Hi Christian,
On 07/18/11 04:56, Christian Lohmaier wrote:
Hi MIke, *,
On Fri, Jul 15, 2011 at 9:34 PM, Mike Eberdt<libr...@comcast.net> wrote:
Configure.in eventually gets parsed by /bin/sh, and on Free/Net/OpenBSD
/bin/sh is not synonymous with bash. Therefore, bash-isms in configure.in
can be problematic.
Oops, I mistyped; I meant to say that it is 'configure' (not
'configure.in') that's getting parsed by /bin/sh.
I don't understand your patch then.
-if test "$EUID" -eq "0" -a "z`uname -o 2>/dev/null`" = "zCygwin" ; then
+# $EUID is a bash-ism, so we can't assume its existence.
[...]
+if test "z`uname -o 2>/dev/null`" = "zCygwin"&& test "$EUID" -eq 0; then
So while you converted test "and" link to&&, the $EUID that according
to your comment is a bashism still is used. So how does this solve
anything?
While /bin/sh on FreeBSD always evaluates both X and Y in "if test X -a
Y", it does correctly skip Y when X is false in "if X && Y". So as long
as the OS check is first, we don't evaluate $EUID except on Cygwin.
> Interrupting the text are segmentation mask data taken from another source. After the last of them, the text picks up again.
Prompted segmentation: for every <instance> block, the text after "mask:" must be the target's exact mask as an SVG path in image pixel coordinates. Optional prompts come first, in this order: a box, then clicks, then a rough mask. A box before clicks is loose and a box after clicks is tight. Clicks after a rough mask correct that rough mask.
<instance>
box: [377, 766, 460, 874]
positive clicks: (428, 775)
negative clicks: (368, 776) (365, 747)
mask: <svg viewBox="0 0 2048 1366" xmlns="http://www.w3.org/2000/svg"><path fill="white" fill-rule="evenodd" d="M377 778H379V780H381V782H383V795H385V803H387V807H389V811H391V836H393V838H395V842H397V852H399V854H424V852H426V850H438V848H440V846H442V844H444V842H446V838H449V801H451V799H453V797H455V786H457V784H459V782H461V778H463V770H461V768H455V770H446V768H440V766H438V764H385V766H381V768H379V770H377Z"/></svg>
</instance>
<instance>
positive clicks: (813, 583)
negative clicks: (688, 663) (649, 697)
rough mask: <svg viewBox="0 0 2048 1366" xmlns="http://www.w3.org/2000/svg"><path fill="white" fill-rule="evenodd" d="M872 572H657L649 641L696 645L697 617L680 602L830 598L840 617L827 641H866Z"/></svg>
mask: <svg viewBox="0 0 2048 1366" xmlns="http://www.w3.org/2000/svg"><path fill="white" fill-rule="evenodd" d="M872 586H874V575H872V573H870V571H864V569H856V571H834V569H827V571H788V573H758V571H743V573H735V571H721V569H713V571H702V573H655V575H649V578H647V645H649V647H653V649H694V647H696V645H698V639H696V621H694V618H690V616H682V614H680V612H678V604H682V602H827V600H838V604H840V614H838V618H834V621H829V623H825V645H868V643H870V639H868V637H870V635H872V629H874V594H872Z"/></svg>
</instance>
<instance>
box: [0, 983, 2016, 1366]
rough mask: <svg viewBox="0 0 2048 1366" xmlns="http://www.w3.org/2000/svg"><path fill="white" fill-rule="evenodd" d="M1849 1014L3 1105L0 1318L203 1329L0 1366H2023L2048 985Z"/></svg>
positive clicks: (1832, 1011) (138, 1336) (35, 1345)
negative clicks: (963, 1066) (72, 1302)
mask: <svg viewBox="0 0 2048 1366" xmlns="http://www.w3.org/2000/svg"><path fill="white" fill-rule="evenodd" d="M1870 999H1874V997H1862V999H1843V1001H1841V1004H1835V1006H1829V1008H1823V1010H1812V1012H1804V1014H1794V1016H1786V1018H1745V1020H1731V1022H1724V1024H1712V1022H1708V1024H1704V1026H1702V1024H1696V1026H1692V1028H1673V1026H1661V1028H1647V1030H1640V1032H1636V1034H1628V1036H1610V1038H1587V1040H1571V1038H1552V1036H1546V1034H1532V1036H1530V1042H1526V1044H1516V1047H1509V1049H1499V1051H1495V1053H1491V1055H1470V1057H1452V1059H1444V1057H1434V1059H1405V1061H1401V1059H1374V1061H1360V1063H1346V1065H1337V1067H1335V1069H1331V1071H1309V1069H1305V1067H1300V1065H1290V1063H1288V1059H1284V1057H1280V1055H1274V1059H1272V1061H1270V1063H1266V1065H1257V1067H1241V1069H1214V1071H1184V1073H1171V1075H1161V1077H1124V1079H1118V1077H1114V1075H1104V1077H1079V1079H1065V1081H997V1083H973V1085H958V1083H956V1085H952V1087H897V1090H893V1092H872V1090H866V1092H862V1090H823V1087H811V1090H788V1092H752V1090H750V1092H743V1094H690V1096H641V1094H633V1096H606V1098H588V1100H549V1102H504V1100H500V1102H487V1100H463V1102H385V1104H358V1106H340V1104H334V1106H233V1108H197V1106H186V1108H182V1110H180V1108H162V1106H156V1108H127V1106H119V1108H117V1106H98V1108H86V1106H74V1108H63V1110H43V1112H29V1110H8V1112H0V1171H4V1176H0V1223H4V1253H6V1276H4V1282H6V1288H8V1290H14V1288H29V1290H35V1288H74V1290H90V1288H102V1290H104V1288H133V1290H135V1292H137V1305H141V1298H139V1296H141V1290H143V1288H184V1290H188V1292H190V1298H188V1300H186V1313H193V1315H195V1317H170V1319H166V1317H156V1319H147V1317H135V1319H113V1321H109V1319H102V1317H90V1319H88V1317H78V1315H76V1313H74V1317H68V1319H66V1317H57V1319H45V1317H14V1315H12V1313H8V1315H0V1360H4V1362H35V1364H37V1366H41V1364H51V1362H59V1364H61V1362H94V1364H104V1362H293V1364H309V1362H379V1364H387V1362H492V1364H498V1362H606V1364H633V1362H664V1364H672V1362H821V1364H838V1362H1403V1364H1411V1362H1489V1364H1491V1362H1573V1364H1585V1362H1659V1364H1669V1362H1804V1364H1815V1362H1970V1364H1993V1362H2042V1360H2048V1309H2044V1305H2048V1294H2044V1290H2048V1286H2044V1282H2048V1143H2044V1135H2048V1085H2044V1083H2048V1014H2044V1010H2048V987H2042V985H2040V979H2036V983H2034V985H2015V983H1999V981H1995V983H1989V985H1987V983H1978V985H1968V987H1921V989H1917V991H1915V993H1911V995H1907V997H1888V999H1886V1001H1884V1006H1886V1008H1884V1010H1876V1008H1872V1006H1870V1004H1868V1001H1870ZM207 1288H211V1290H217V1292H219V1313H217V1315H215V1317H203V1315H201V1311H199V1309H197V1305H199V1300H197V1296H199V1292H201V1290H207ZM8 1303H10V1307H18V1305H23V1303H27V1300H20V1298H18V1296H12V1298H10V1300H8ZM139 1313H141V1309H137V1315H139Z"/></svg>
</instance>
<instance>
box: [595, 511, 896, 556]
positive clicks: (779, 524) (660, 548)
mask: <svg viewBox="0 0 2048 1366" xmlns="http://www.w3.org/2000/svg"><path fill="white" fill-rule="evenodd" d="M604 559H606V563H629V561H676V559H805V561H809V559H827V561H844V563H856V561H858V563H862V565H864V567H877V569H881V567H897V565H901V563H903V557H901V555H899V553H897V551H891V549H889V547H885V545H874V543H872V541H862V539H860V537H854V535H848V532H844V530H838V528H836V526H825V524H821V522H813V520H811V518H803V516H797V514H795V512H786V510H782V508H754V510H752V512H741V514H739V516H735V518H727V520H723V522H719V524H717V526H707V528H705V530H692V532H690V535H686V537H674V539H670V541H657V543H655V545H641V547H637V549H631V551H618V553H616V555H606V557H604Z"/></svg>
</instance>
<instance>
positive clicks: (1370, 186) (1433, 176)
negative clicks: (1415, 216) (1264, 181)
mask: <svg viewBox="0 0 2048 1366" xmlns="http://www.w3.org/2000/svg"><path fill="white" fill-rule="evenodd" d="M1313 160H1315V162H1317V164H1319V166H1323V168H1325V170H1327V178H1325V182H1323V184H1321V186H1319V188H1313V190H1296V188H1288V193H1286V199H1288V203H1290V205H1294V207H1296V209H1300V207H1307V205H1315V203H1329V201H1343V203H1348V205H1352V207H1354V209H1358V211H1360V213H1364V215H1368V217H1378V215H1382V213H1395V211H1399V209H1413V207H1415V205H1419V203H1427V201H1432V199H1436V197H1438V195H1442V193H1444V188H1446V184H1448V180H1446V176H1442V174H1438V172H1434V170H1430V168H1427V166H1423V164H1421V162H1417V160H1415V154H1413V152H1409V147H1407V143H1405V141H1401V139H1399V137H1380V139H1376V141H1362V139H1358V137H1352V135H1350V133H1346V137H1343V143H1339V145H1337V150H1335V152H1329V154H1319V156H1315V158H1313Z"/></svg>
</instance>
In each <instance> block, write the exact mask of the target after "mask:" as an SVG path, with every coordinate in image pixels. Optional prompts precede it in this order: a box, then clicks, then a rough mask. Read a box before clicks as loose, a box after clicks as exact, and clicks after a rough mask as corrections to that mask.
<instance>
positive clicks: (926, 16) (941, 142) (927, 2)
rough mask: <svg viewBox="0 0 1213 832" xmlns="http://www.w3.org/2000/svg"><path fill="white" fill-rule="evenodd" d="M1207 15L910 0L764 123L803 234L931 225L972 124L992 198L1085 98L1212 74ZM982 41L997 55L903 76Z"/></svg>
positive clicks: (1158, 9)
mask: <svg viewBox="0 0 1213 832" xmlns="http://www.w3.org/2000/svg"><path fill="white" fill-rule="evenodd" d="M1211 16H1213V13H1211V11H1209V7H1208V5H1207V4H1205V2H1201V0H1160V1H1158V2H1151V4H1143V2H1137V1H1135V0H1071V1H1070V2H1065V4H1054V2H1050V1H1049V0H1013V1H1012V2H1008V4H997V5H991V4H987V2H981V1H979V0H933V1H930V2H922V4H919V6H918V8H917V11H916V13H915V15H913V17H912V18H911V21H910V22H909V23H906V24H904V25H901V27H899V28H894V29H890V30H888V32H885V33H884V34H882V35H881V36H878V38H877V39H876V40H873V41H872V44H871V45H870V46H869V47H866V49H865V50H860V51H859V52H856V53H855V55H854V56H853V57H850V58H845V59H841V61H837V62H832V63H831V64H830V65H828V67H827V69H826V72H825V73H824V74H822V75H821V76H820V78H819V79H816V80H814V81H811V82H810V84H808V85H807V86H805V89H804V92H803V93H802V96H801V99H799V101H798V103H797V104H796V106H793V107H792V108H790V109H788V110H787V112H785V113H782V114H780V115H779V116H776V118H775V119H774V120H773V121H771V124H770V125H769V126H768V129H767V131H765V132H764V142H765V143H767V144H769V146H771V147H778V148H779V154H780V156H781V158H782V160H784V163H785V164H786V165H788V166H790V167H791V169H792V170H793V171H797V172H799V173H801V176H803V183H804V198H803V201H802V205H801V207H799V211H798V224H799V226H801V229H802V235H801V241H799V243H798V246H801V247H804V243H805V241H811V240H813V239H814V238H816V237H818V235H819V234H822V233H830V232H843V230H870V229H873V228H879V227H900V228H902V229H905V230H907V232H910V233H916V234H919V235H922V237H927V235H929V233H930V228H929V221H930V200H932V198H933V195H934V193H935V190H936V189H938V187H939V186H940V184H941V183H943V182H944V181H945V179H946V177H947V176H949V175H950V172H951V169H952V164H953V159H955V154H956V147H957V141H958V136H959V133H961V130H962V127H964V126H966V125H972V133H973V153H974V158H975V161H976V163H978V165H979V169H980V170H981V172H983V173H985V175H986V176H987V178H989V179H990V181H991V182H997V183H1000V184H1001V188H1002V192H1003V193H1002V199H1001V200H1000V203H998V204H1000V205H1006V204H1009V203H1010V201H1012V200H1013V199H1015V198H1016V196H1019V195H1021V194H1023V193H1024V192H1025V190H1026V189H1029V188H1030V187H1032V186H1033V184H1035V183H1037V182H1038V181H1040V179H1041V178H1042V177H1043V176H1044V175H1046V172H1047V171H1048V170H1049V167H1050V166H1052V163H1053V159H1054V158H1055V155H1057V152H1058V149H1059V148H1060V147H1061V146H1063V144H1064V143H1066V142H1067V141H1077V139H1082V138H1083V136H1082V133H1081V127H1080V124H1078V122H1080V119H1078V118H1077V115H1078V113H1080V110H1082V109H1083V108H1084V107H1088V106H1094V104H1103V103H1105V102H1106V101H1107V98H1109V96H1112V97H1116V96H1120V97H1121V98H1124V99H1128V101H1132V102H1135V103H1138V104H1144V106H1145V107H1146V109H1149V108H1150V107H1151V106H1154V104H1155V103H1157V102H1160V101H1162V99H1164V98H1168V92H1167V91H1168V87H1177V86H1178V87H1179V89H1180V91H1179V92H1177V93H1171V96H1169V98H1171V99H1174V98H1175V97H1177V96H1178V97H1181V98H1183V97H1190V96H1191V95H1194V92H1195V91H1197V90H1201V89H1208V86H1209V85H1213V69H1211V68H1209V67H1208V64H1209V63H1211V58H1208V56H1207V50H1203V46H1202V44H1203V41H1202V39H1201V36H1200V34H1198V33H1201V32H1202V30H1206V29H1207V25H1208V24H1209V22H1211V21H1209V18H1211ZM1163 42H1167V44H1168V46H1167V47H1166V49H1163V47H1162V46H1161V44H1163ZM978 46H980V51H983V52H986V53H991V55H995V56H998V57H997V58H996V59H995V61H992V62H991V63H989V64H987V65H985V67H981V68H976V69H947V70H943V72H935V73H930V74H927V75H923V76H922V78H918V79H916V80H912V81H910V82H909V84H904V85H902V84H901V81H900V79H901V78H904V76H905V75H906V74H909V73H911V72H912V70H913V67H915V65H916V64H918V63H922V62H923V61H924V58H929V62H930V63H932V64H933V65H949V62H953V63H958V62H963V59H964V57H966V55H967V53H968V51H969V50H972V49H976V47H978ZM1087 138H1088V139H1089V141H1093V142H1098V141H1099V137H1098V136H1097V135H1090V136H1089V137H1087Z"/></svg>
However, the form that Michael Meeks checked in is much better, since it
avoids the subtlety in the ordering of the 2 tests, while still using
"test -a" like in the rest of the file.
(Besides that, configure is created with shebang of /bin/bash here)
Hmm. For me, 'configure' begins with #!/bin/sh on Linux as well as on FreeBSD.